Avoir une alimentation suffisante et équilibrée, être protégé de la violence, de la maltraitance et de toute forme d’abus et d’exploitation, avoir une éducation, sont être autre droits fondamentaux des enfants, à en croire la convention fondamentale des droits de l’enfant. Pourtant, le nombre de mineurs qui travaillent est ainsi passé de 152 millions en 2016 à 160 millions en 2020, soit 8,4 millions de plus en quatre ans, selon le rapport conjoint de l’Organisation internationale du Travail (OIT) et du Fonds des Nations Unies pour l’enfance (UNICEF). L’Afrique figure en tête de liste avec 72,1 millions, soit 31,5 millions d’en eux qui effectuent des travaux dangereux.

La pauvreté et du travail des enfants

Le nombre d’enfants âgés de 5 à 17 qui effectuent des travaux dangereux susceptibles de nuire à leur santé, leur sécurité ou leur développement moral a augmenté de 6,5 millions depuis 2016.

Le Directeur général de l’OIT, Guy Ryder a déclaré : « Les nouvelles estimations sont un signal d’alarme. Nous ne pouvons pas rester sans rien faire quand une nouvelle génération d’enfants est mise en péril ». Selon lui, le moment est venu de renouveler leur engagement et leur énergie pour passer ce cap et briser le cycle de la pauvreté et du travail des enfants.  « Une protection sociale inclusive permet aux familles de maintenir leurs enfants à l’école même en cas de difficultés économiques » ajoute-t-il.

Protection sociale pour tous

Selon les rapports de l’ONU, Près de 28% des enfants âgés de 5 à 11 ans et 35% des enfants âgés de 12 à 14 ans astreints au travail des enfants ne sont pas scolarisés.  Le travail des enfants est plus répandu chez les garçons que chez les filles, quelle que soit la tranche d’âge. Si l’on prend en compte les tâches ménagères effectuées pendant 21 heures ou plus par semaine, l’écart entre les sexes se réduit.

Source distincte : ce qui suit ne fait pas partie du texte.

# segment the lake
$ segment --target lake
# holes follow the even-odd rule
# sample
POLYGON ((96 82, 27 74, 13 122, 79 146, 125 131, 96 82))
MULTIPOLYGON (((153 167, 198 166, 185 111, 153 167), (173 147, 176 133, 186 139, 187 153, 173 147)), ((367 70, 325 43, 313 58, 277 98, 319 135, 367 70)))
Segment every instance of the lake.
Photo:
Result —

Pour inverser la tendance à la hausse du travail des enfants, l’OIT et l’UNICEF préconisent notamment une protection sociale convenable pour tous, y compris des allocations familiales universelles, une hausse des dépenses consacrées à une éducation gratuite et de qualité et le retour de tous les enfants à l’école et la promotion d’un travail décent pour les adultes, pour que les familles n’aient plus besoin de recourir au travail des enfants pour générer un revenu familial. Toutefois, l’on craint une augmentation plus inquiétante avec la présence du covid-19 qui a engendrée le chômage chez plusieurs responsables de familles.